DirectLiNGAM in Python

DirectLiNGAM (with bootstrapping) in Python

Notes & memorandums

table of contents

◆ Introduction ◆ Environment ◆ Procedure ◆ 3 variables --Preparation --Data generation --Bootstrap --Confirmation of orientation --Confirmation of DAG ◆ 7 variables --Preparation --Data generation --Bootstrap --Confirmation of orientation --Confirmation of DAG ◆ Reference

Introduction

I estimated the simulation data using the lingam package implemented last time.

LiNGAM in Python https://qiita.com/kumalpha/items/f05bd031cf9daac464a0

environment

OS: Mojave (version; 10.14.6) Python: 3.7.6 JupyterLab: 1.2.6

procedure

  1. Preparation
  2. Data generation
  3. Bootstrap
  4. Confirmation of orientation
  5. Confirmation of DAG

3 variables

Preparation

# DirectLiNGAM
# Import and sets
import numpy as np
import pandas as pd
import graphviz
import lingam
from lingam.utils import make_dot

print([np.__version__, pd.__version__, graphviz.__version__, lingam.__version__])

np.set_printoptions(precision=3, suppress=True)
np.random.seed(0)
['1.18.1', '1.0.1', '0.13.2', '1.2.1']

Data generation

# Create test data
x0 = np.random.uniform(size=10000)
x1 = 3.0*x0 + np.random.uniform(size=10000)
x2 = 5.0*x0 + 0.5*x1 + np.random.uniform(size=10000)
X = pd.DataFrame(np.array([x0, x1, x2]).T,columns=['x0', 'x1', 'x2'])
X.head()
	x0	x1	x2
0	0.758125	2.643633	5.420089
1	0.503319	1.721282	3.439239
2	0.177017	1.007955	2.377846
3	0.832537	2.579844	6.171695
4	0.516825	1.788134	4.235760
# Visualize the test data
m = np.array([[0.0, 0.0, 0.0],
			[3.0, 0.0, 0.0],
			[5.0, 0.5, 0.0]])
make_dot(m)

This causal relationship will be estimated using the bootstrap method.

Bootstrap

model = lingam.DirectLiNGAM()
result = model.bootstrap(X, 3000) # Number of bootstrapping samples
cdc = result.get_causal_direction_counts(n_directions=10, min_causal_effect=0.1)

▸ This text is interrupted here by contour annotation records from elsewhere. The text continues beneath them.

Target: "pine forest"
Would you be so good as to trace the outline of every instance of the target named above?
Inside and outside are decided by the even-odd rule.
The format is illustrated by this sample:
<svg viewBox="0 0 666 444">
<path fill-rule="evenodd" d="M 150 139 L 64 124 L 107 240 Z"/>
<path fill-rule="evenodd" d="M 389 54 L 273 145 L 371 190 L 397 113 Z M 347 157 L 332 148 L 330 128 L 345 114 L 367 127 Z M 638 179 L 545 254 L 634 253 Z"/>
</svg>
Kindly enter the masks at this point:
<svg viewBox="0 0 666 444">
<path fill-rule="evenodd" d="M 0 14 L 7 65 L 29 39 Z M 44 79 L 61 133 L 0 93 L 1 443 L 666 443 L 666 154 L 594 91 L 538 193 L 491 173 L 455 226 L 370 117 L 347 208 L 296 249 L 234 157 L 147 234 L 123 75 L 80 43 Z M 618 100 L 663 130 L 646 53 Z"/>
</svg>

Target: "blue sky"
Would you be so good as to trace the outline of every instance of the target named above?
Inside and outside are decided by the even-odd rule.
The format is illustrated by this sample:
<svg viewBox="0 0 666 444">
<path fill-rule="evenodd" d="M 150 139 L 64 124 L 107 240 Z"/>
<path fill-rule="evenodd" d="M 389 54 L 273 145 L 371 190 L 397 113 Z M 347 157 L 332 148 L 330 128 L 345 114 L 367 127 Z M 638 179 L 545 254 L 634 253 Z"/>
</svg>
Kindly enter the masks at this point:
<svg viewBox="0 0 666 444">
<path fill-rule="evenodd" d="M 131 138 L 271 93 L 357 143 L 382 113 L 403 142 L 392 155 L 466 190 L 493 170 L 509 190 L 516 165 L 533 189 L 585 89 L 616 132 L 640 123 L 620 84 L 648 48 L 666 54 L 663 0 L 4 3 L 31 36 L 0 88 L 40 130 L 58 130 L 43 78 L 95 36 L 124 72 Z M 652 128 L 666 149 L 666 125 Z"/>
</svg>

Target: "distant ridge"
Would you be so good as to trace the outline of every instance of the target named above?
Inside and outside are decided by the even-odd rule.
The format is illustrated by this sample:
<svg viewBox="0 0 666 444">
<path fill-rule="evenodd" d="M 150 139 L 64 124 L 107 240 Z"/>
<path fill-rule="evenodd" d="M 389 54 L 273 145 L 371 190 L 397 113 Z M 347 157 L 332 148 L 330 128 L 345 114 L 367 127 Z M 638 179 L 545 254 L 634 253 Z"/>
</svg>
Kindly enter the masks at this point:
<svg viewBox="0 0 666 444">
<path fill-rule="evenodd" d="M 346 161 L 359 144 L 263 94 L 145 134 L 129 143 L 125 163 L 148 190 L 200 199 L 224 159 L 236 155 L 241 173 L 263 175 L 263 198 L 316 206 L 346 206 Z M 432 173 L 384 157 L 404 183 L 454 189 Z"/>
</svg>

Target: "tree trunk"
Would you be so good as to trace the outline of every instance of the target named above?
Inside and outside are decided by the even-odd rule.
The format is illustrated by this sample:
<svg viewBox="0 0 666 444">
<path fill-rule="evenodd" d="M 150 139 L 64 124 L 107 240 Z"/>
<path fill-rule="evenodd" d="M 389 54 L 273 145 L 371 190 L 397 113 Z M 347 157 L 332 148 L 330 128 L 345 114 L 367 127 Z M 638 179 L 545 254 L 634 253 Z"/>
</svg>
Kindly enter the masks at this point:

Confirmation of orientation

from lingam.utils import print_causal_directions
print_causal_directions(cdc, 3000)
x1 <--- x0  (100.0%)
x2 <--- x0  (100.0%)
x2 <--- x1  (100.0%)

Since this time is simple data, the causal relationship is clear at this point.

Confirmation of DAG

In the previous stage, we were just looking at the one-to-one relationship between variables. This time, we will integrate them into a DAG.

dagc = result.get_directed_acyclic_graph_counts(n_dags=5, min_causal_effect=0.1)
from lingam.utils import print_dagc
print_dagc(dagc, 3000)
DAG[0]: 100.0%
	x1 <--- x0 
	x2 <--- x0 
	x2 <--- x1 

I was able to estimate the orientation well. I had set it to output up to 5 DAG candidates, but probably because it was 100.0%, the rest were not output.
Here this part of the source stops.